The ethnographic study of the pipe or its modification and adaptation to their uses by different peoples shows not only that the spread of the pipe into different environments has given rise to a great number of inventions connected with this utensil, but that their forms, materials, and artistic conceptions have taken upon themselves racial or tribal individuality, as e.g. Turkish and Chinese pipes. Most of the inventions have grown out of the desire to cool the smoke and relieve it of acrid principles, giving rise to the great class of water pipes widespread in Asia and Africa, as the hookah or narghile, and the ornate Chinese water pipe, and in other countries resulting in absorbing bowls, as the meerschaum, clay, brier root, or other substances, as well as devices for condensing the nicotine in a receptacle below the bowl, as in the German lange Pfeife.
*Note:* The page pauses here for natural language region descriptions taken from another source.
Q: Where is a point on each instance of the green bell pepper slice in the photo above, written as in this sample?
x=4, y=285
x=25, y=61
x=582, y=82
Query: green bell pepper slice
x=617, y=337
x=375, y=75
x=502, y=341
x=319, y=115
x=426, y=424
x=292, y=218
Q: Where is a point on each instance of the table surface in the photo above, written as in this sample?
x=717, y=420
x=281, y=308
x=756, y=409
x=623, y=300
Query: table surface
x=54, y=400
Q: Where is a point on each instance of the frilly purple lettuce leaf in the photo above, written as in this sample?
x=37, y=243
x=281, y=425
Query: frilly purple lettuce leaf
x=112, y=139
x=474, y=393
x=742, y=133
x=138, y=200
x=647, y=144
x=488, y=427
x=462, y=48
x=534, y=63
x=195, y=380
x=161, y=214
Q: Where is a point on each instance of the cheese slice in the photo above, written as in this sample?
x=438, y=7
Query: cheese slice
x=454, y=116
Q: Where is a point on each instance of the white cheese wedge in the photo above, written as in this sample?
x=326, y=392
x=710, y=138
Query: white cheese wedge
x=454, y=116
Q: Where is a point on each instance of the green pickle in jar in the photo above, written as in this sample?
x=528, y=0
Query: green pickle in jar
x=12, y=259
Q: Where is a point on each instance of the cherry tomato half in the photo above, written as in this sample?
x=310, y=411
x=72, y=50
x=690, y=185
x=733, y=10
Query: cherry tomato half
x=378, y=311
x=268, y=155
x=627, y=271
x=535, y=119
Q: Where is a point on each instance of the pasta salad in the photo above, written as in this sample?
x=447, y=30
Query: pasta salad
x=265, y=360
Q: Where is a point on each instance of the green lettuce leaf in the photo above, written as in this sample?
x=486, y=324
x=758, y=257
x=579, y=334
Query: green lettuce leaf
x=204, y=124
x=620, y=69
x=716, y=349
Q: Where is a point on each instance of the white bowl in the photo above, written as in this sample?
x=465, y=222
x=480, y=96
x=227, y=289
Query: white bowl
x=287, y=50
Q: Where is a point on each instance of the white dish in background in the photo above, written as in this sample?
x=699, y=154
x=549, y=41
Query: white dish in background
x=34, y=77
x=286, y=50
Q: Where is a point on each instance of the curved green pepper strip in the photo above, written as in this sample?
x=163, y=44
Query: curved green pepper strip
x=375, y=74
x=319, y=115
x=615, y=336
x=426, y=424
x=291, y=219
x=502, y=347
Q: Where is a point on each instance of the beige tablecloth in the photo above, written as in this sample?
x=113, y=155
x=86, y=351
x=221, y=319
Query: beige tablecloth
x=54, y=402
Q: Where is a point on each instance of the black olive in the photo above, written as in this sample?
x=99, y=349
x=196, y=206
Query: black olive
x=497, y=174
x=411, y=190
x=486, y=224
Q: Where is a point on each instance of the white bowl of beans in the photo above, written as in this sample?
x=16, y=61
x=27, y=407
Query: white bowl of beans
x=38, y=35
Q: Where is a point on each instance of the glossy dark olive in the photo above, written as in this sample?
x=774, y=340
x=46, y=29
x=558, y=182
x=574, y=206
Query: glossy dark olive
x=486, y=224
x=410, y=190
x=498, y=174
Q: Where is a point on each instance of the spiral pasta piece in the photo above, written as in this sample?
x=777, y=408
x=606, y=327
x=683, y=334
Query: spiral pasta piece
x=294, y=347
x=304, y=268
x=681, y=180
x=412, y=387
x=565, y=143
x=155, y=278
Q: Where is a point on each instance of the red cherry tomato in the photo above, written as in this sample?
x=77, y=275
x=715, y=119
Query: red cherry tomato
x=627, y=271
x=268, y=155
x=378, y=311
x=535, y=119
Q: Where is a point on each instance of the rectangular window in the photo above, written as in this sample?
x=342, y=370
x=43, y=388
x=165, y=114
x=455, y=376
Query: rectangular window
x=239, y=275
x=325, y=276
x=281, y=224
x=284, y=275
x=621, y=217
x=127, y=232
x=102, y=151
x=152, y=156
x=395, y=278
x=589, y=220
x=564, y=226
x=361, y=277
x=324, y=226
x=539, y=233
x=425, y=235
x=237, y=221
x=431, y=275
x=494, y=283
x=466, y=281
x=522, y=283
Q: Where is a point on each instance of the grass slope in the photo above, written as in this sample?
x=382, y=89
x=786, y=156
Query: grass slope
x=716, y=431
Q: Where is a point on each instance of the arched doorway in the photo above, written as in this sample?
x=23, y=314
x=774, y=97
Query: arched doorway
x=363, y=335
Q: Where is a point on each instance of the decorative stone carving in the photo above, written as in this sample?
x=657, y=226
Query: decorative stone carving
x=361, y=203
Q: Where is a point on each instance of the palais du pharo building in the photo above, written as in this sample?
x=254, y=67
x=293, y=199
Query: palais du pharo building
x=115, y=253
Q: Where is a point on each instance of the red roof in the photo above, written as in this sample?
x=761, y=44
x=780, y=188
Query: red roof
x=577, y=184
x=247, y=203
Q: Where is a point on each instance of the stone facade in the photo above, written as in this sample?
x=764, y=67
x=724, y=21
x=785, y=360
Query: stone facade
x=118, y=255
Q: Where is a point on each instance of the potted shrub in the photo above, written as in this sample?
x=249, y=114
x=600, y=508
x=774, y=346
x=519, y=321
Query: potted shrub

The same result is attained by the long stem of the pipe and by the long coiled tube of the narghile. Numerous evidences of taste are shown in the decoration of the bowls, stems, and mouthpieces and in the tobacco pouches, strike-a-light, match-boxes, and cleaners, which are smokers' accessories. The bowl is often covered for protection against the wind, and is frequently carved or molded in the form of human or animal heads, as in the European characteristic or grotesque pipes, especially those of Holland and Germany. The opium pipe of China is a special development with a large cylindrical bowl having a small aperture, and a large flute-shaped stem designed for the inhalation of a small quantity of fumes from a pellet of burning opium. The hemp pipe of India is a form of water pipe in which tobacco or a mixture of tobacco and hemp may be smoked. The Chinese and Japanese prefer a pipe with a very small bowl in which a pellet of finely shredded tobacco is smoked. The Koreans use a larger bowl with an extremely long stem. In Africa the water pipe is rudely made of a cow's horn perforated for stem and bowl holder. It is said that a Kafir lacking a pipe will often dig a small hole in the ground in which he puts tobacco, fit a stem in position below it, and, lying on his belly, enjoy a smoke. Consult: Nadaillac, Les pipes et le tabac (Paris, 1885); McGuire, Pipes and Smoking Customs of the American Aborigines (Washington, 1897).